Please come to Aug. 13 meeting; stop state takeover of finances

Dear Editor:

Just about a month ago the city of Hoboken suffered the ignominy of having the state of New Jersey take away our ability – and our right – to handle our own finances. Or did it?

Rather than squarely taking the blame for this financial embarrassment and offer to work with the city council on a solution, Mayor David Roberts was only too eager to embrace a state takeover. In fact in the weeks leading up to the takeover, the mayor and some of his city council supporters were gleeful in their expectation that the state would come in and make everything okay with city’s failing finances.

It seems that rather than dealing with the job they were elected to do, Roberts and his supporters on the council were quick to hand over the problem to someone else.

Unfortunately, that someone else is the state with one of the worst financial records in the nation. The state Local Finance Board, which is seeking to take control of Hoboken, is managed by former Bayonne Mayor Joe Doria, who had an abysmal record managing the town and left the city deeply in debt. Is that who we want running Hoboken?

Moreover, it is questionable that the state has the authority to take over the city’s finances. That matter will be resolved in court on August 14, and I am hoping the state takeover is stopped.
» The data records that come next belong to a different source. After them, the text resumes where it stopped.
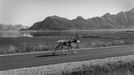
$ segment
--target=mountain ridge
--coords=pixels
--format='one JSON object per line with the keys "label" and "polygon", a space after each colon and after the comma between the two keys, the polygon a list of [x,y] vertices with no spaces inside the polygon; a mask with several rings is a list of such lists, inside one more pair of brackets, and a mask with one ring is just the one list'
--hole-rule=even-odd
{"label": "mountain ridge", "polygon": [[91,30],[91,29],[124,29],[134,28],[134,8],[121,11],[115,15],[106,13],[101,17],[85,19],[78,16],[69,20],[59,16],[48,16],[34,23],[28,30]]}

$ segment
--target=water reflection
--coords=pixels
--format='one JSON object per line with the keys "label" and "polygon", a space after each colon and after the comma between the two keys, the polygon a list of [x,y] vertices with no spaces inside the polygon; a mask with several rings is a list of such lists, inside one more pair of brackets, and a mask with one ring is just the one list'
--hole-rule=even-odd
{"label": "water reflection", "polygon": [[30,32],[0,31],[0,37],[33,37]]}

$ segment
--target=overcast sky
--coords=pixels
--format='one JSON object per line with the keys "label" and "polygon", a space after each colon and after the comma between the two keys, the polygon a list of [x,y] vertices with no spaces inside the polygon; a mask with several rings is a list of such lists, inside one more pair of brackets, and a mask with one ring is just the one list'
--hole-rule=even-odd
{"label": "overcast sky", "polygon": [[0,23],[31,26],[47,16],[90,18],[134,8],[134,0],[0,0]]}

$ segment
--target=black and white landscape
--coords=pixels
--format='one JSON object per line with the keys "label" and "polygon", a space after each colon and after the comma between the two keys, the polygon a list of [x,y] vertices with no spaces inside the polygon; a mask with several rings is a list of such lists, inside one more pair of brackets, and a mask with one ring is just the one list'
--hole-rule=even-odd
{"label": "black and white landscape", "polygon": [[134,75],[134,1],[0,0],[0,75]]}

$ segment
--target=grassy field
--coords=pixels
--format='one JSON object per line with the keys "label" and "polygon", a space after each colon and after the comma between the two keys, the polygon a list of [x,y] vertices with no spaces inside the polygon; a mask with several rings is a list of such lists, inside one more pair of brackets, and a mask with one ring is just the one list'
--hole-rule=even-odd
{"label": "grassy field", "polygon": [[0,54],[54,50],[57,40],[80,36],[79,48],[133,45],[133,31],[48,31],[34,37],[0,37]]}
{"label": "grassy field", "polygon": [[134,55],[5,70],[0,75],[134,75]]}

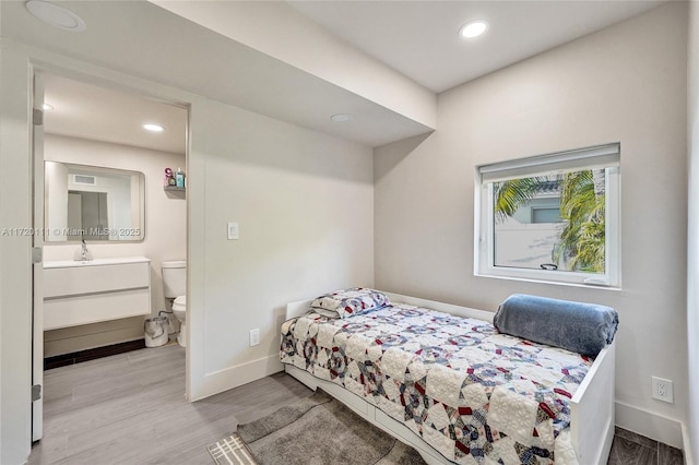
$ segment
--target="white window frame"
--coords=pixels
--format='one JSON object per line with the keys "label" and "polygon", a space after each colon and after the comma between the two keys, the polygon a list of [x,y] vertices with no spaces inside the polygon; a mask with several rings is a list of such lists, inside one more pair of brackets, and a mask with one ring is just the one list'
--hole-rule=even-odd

I strongly believe that the city council – not unelected state bureaucrats – should solve the city’s financial problems. That’s what we were elected to do. And I believe the city council, working with the community, can solve our own financial problems, which have been years in the making.

The voters of Hoboken elected us to make decisions about how and where to spend their tax money. They elected us to set the city’s priorities. Why should we simply hand over our duties and our authority to a state with a shockingly abysmal financial record? Do we want Hoboken managed the way Trenton manages New Jersey? I don’t think so.

More importantly, with the lack of disclosure that Trenton is famous for, how will we ever know how truly bad the city’s finances are? Maybe that’s the point. Maybe the state doesn’t want us to know the depth of Hoboken’s financial problems and who is responsible for the financial mess the city is in. A political cover up is not what we need. We need to know the truth.

I encourage anyone interested in maintaining local control of our community to attend the August 13 city council meeting and let your feelings be known to the mayor and the council. It is important that our city’s financial future be charted by the people who live here – not by faceless bureaucrats on loan from Trenton.